Loan interest to be paid
The premium is a surcharge (or surcharge) that the bank charges so that a borrower is paid 100% of the agreed loan amount. The loan interest to be paid anyway does not play a role in the calculation of the premium.
However, the fee increases the APR on the loan, which increases the total cost. As a result of the required premium, the borrower is charged by the bank for expenses such as advisory activities, opening accounts or drawing up contracts.
Discount for a discount or a discount. Assuming that a borrower wants to have a loan of 200,000 USD and this demands a discount of 3%, the borrower would not get the desired 200,000 USD but only 194,000 USD.
Replacement for the previously usual loan fees
The discount is therefore deducted from the payout amount before the payout. Buyer’s premium and discount always relate to the so-called nominal value of a loan, i.e. to the agreed loan amount. Both types of fees are mainly used in the following areas:
- Share and fund transactions
Repay interest, but 153,000 USD plus the normal loan interest.
- So if you need a loan, you should find out in advance which bank is asking for a premium and then compare how high it is with the individual providers.
The premium is understood by banks and building societies as a replacement for the previously usual loan fees. In 2016, these were classified as “not lawful” in judgments of the highest judge.
This surcharge is of course not counted towards the savings amount, but against the home loan. The premium must be part of the annual percentage rate.

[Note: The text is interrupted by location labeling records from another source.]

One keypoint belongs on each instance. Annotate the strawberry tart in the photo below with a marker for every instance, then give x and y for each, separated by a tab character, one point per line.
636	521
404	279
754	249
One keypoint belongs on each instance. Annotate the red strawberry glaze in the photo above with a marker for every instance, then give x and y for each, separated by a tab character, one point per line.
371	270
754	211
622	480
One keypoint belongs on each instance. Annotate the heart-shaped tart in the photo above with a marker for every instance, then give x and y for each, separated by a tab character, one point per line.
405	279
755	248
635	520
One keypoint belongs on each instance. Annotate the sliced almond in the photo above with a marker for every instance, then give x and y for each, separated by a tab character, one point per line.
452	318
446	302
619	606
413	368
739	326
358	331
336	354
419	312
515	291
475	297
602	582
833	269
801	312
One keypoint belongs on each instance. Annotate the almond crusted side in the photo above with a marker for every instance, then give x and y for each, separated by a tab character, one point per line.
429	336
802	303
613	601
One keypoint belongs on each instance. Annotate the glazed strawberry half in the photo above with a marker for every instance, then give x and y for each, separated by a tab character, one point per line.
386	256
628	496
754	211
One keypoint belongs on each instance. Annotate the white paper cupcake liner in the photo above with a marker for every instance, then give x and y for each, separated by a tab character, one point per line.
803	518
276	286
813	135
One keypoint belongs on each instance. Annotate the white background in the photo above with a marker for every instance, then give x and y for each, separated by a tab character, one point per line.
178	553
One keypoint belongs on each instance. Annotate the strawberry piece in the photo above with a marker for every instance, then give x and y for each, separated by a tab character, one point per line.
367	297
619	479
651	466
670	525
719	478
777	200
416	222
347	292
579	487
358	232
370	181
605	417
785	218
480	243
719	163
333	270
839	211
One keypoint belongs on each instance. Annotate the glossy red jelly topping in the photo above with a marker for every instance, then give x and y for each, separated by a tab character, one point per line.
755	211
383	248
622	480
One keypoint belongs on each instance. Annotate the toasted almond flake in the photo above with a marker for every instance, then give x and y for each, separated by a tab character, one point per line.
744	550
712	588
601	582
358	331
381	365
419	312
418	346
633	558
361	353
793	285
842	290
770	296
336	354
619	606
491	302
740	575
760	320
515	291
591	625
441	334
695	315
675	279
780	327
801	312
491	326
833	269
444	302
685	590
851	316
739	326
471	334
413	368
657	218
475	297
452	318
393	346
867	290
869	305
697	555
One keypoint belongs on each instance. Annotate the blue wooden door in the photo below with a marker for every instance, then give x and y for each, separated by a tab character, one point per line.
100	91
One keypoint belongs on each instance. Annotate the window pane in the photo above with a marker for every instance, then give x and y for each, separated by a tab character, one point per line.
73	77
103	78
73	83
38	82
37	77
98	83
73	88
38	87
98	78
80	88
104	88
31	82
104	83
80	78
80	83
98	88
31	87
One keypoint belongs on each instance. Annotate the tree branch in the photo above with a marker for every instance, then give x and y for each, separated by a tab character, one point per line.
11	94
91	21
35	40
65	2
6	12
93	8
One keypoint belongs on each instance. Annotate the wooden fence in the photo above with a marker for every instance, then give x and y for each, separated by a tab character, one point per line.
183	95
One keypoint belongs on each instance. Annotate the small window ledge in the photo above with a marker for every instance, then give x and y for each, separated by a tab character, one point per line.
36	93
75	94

An example can illustrate how the surcharge applies to the home savings contract. A home saver concludes a corresponding contract for the home savings total of 100,000 USD. After a savings phase of 10 years, he saved 40,000 USD and accordingly received a loan of 60,000 USD with a premium of 3%. That means that he doesn’t have to pay back 60,000 USD, but 61,800 USD.
- Not all building societies require such a premium for a building society contract. It is therefore worth comparing the individual providers with each other. Ultimately, it’s about a lot of money, because the higher the home savings sum, the higher the total costs could be in the end.